Unfortunately, the script gives her nothing but repetitive, vague monologues about her past and her “other self.” It’s the kind of performance you want to root for—campy, intense, unhinged—but the movie doesn’t give her the structure to build anything. She’s stuck in a loop of erratic behavior while everyone else in the film looks like they’re filming a bank commercial.


Amanda Wyss: Wasted and Wounded

Wyss, the scream queen of A Nightmare on Elm Street, is totally wasted here. She’s reduced to a character whose job is to be tied up, look terrified, and occasionally scream, “You need help!” Which is ironic, because you, the viewer, need help for still watching this 45 minutes in.

She tries to infuse Amanda with humanity, but she’s fighting a losing battle against dialogue like:

“Why are you doing this?”
“Because… because I have to!”

That’s not character motivation. That’s a script running out of gas.


Andrew Stevens: Cop or Cardboard Cutout?

It’s hard to tell if Stevens is actually playing a human being or if someone programmed an AI to imitate the tone of a discount soap opera hero. He’s got the square jaw, the sad eyes, and the charisma of a wet washcloth. You’re supposed to believe he’s deeply invested in saving Amanda, but he mostly just stands around looking constipated with concern.

In one scene, he breaks into a house like he’s raiding a PTA meeting, not a murder/kidnap situation.
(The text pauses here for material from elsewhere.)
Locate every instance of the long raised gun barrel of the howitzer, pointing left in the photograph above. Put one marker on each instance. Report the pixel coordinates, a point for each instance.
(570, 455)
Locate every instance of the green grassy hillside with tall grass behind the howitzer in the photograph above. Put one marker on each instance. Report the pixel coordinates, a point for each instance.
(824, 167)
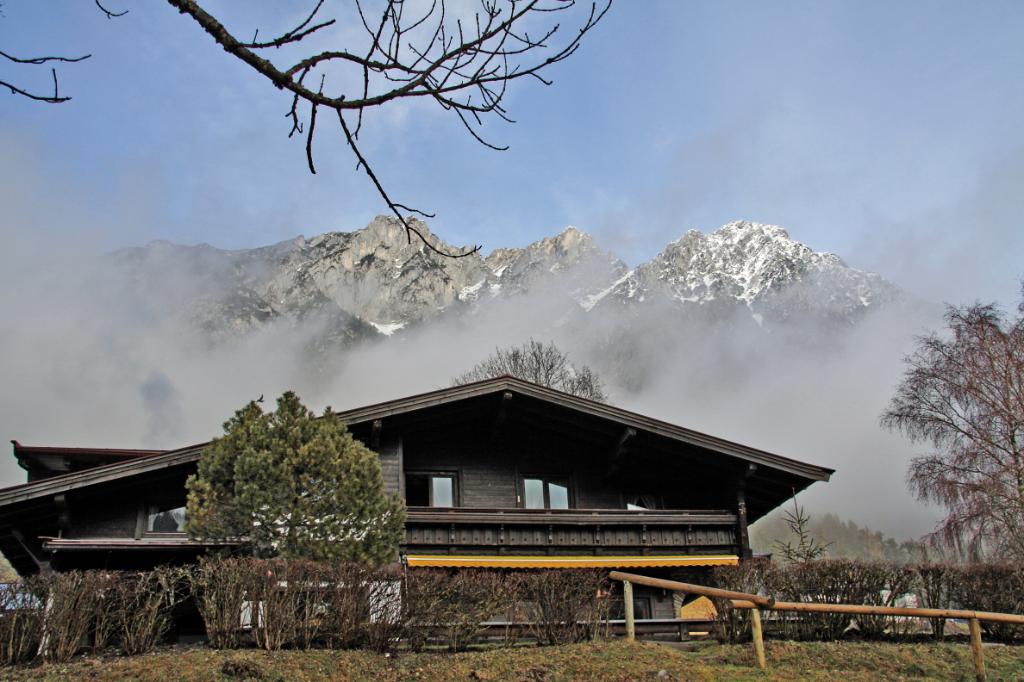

Tension? Not here. This guy couldn’t generate suspense in a game of Jenga.


The Mental Illness Angle: Mishandled to Hell

If you’re going to center a movie on a schizophrenic character, maybe, I don’t know… talk to a doctor? Do any research? Instead, Deadly Innocents just slaps the word “schizophrenic” on Crosby’s character and lets her go full “Crazy Lady #5” from central casting.

Multiple personalities? Check. Childhood trauma? You bet. Dressed in baby clothes talking to dolls? Absolutely. It’s like a bingo card of every lazy, misinformed trope about mental illness. This movie doesn’t just miss the mark—it shoots the arrow backwards and hits its own foot.


Production Value: Absent Without Leave

The whole thing looks like it was filmed on the set of a cheap detergent commercial, lit by a single desk lamp. The score is bargain bin synthesizer schlock—think Casio keyboard demo mode having a nervous breakdown. Every scene is padded with long, awkward pauses, as if the director hoped the actors would spontaneously ad-lib something better.

Spoiler: they didn’t.


Final Thoughts: Schlocky, Shrill, and Shaky

Deadly Innocents is one of those films that thinks it’s saying something deep and disturbing about trauma, identity, and mental illness. In reality, it’s just a badly-lit hostage movie with a performance that deserved a better script and a supporting cast that looked like they were lured into the film by a Craigslist ad.

If you’re into hostage thrillers that go nowhere, characters who speak in cryptic nonsense, and want to watch Amanda Wyss suffer for a paycheck, then congratulations—this is your Super Bowl. For everyone else? Watch Fatal Attractionand imagine what this movie wanted to be.

Rating: 3/10 — One point for Mary Crosby giving it her all. One point for Amanda Wyss being a good sport. One point for the absurdity of it all. Then subtract all the points for the script, pacing, lighting, and emotional manipulation.

This one’s not deadly. It’s just dead.